Un uomo di 51 anni è stato arrestato a Rivolta d’Adda per maltrattamenti in famiglia dopo aver aggredito la moglie in stato di ebbrezza. L’episodio si è verificato la sera del 27 luglio, quando la donna ha richiesto aiuto segnalando minacce e violenze subite dal marito, già noto alle forze dell’ordine per precedenti di polizia. La segnalazione è arrivata alla centrale operativa dei Carabinieri di Crema poco prima delle 19.30, e la pattuglia della Stazione di Rivolta d’Adda è intervenuta tempestivamente, identificando la coppia e constatando la gravità della situazione.

La donna ha mostrato ai militari i segni delle percosse sulla schiena, mentre l’uomo, visibilmente ubriaco, ha continuato a insultare la moglie anche in presenza degli agenti. All’interno dell’abitazione sono state trovate numerose bottiglie vuote di birra e altri alcolici, oltre a evidenti segni di colluttazione. La vittima è stata accompagnata all’ospedale di Crema per ricevere le cure necessarie, ottenendo alcuni giorni di prognosi.

Un matrimonio segnato da violenze e abuso di alcol

Nel suo racconto, la donna ha spiegato che il matrimonio, iniziato quattro anni fa, è stato sin da subito caratterizzato da un rapporto turbolento e da episodi di aggressione fisica e minacce, spesso legati all’abuso di alcol da parte del marito. In passato era già stato necessario l’intervento dei Carabinieri per sedare situazioni simili. La donna ha riferito che le aggressioni erano diventate sempre più frequenti e gravi, ma di non essersi mai rivolta al pronto soccorso o al medico per timore della propria incolumità. Ha sottolineato come il marito, in stato di ebbrezza, non fosse in grado di controllare la propria violenza, alimentando un clima di paura costante all’interno delle mura domestiche. La donna si è recata presso la caserma dei Carabinieri di Rivolta d’Adda per formalizzare una denuncia-querela, segnando un ulteriore passo verso la tutela della sua sicurezza.

L’arresto e le misure cautelari

Alla luce dei fatti, l’uomo è stato dichiarato in arresto per maltrattamenti in famiglia e accompagnato presso il carcere di Cremona. L’arresto è stato successivamente convalidato dal giudice, che ha disposto la scarcerazione dell’indagato, applicando però una serie di misure cautelari: il divieto di avvicinamento alla moglie, l’allontanamento dalla casa familiare, il divieto di comunicazione con qualsiasi mezzo e l’obbligo di indossare il braccialetto elettronico per il controllo a distanza del rispetto delle prescrizioni.
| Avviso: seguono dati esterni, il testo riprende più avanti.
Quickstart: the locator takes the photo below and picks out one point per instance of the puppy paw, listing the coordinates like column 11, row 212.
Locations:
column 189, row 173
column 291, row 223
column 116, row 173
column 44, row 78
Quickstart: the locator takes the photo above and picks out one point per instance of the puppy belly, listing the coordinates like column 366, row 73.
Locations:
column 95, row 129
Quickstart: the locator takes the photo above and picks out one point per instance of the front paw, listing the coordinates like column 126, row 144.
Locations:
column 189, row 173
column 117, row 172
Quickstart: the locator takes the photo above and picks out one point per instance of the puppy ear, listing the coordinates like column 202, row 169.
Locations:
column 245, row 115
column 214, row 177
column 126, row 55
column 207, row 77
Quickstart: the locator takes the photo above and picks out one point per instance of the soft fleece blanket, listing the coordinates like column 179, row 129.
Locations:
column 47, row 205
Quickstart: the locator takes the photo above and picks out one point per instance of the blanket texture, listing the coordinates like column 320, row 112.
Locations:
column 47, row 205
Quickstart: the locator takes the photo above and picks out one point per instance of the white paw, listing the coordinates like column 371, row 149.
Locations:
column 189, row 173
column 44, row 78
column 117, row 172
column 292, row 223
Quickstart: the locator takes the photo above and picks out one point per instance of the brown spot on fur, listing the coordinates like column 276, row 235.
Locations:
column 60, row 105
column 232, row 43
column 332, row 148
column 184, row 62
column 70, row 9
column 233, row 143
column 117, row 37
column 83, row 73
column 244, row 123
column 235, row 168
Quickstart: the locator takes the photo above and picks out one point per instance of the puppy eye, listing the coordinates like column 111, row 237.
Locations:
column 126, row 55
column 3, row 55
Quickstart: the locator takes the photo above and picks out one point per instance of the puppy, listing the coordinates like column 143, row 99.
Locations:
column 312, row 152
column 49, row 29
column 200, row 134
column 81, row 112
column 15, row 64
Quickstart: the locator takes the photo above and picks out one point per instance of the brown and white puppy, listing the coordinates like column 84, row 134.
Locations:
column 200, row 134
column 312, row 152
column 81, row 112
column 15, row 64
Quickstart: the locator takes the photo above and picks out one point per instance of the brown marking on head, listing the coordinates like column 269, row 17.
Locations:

Un caso che mette in luce la violenza domestica

Il caso di Rivolta d’Adda si inserisce in un quadro di crescente attenzione verso il fenomeno dei maltrattamenti in famiglia e delle violenze domestiche, che spesso si consumano tra le mura di casa e vengono denunciate solo dopo anni di sofferenze. L’intervento tempestivo dei Carabinieri e l’applicazione di misure restrittive rappresentano una risposta concreta delle istituzioni a tutela delle vittime e della loro sicurezza. L’episodio ha messo in luce la necessità di un supporto continuo e strutturato per le vittime di violenza domestica, nonché la responsabilità delle istituzioni nel garantire la loro protezione.